Antes de la resolución, Javi Martínez saltaba al césped (corría el minuto 94) añadiendo más morbo al debate sobre el estilo de juego de la selección estatal y su predisposición táctica sobre el campo. El de Aiegi, de 24 años, sustituía entonces a Fernando Torres, que ejercía de ariete, y dejaba sin opciones de jugar a Villa y Soldado, delanteros natos -nueves originales o como se quiera decir-, o Fábregas, el falso nueve por antonomasia, el objeto del nacimiento del apelativo. Así, Javi quedaba como jugador más adelantado, si bien, con matices, puesto que en situación defensiva del equipo pasaba a hacer compañía a Sergio Busquets, a fin de controlar el medio del campo y ganar enteros en circunstancias de juego aéreo. Multifuncional, todoterreno, total, pero con el testigo de Torres para enfilar un remate decisivo y adulterar el orden imperante, con una Italia más definida y temible.
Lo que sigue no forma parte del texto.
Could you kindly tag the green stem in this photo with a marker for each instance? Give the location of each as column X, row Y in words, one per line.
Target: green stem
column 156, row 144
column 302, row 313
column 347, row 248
"El míster quería que presionara a la defensa de Italia, que ayudara a Xavi e Iniesta para incomodar la salida del balón. Queríamos más control contra Pirlo y De Rossi, y yo podía controlarlos jugando ahí. Soy un tipo de jugador que puede jugar en toda la cancha", explicó, autodefiniéndose. "Había jugado de delantero cuando era pequeño, con los amigos, y destacaba en el pueblo. Me veían el mejor y me ponían de delantero para que marcase goles", apostilló, para matizar: "Tampoco he sido delantero, delantero, un poco mediapunta para presionar un poco arriba. Necesitábamos un poco de control sobre el centro del campo de ellos. Pirlo y De Rossi estaban llegando muy fácil". El navarro restó trascendencia al cambio táctico, sobre el cual versó para conceder explicaciones el propio Del Bosque. "Ha sido una decisión muy fácil. No podíamos perder altura porque estábamos sufriendo mucho a balón parado. Nos ha dado esfuerzo, generosidad y juego de área a área. Cuando le dije que jugaría en esa posición estaba encantado y ha salido con optimismo, y la vitalidad necesaria para un futbolista", expresó el seleccionador estatal, para quien el movimiento surtió el efecto deseado. No obstante, el propio colectivo apeló al sentido del humor para reavivar una porfía de la que hicieron mofa. "Ahora ya tenemos uno más para el debate del nueve", dijo con sorna Torres. La vida ha cambiado mucho para Javi Martínez, incluso sigue descubriéndole roles, como el de nueve mentiroso, el más falso de todos.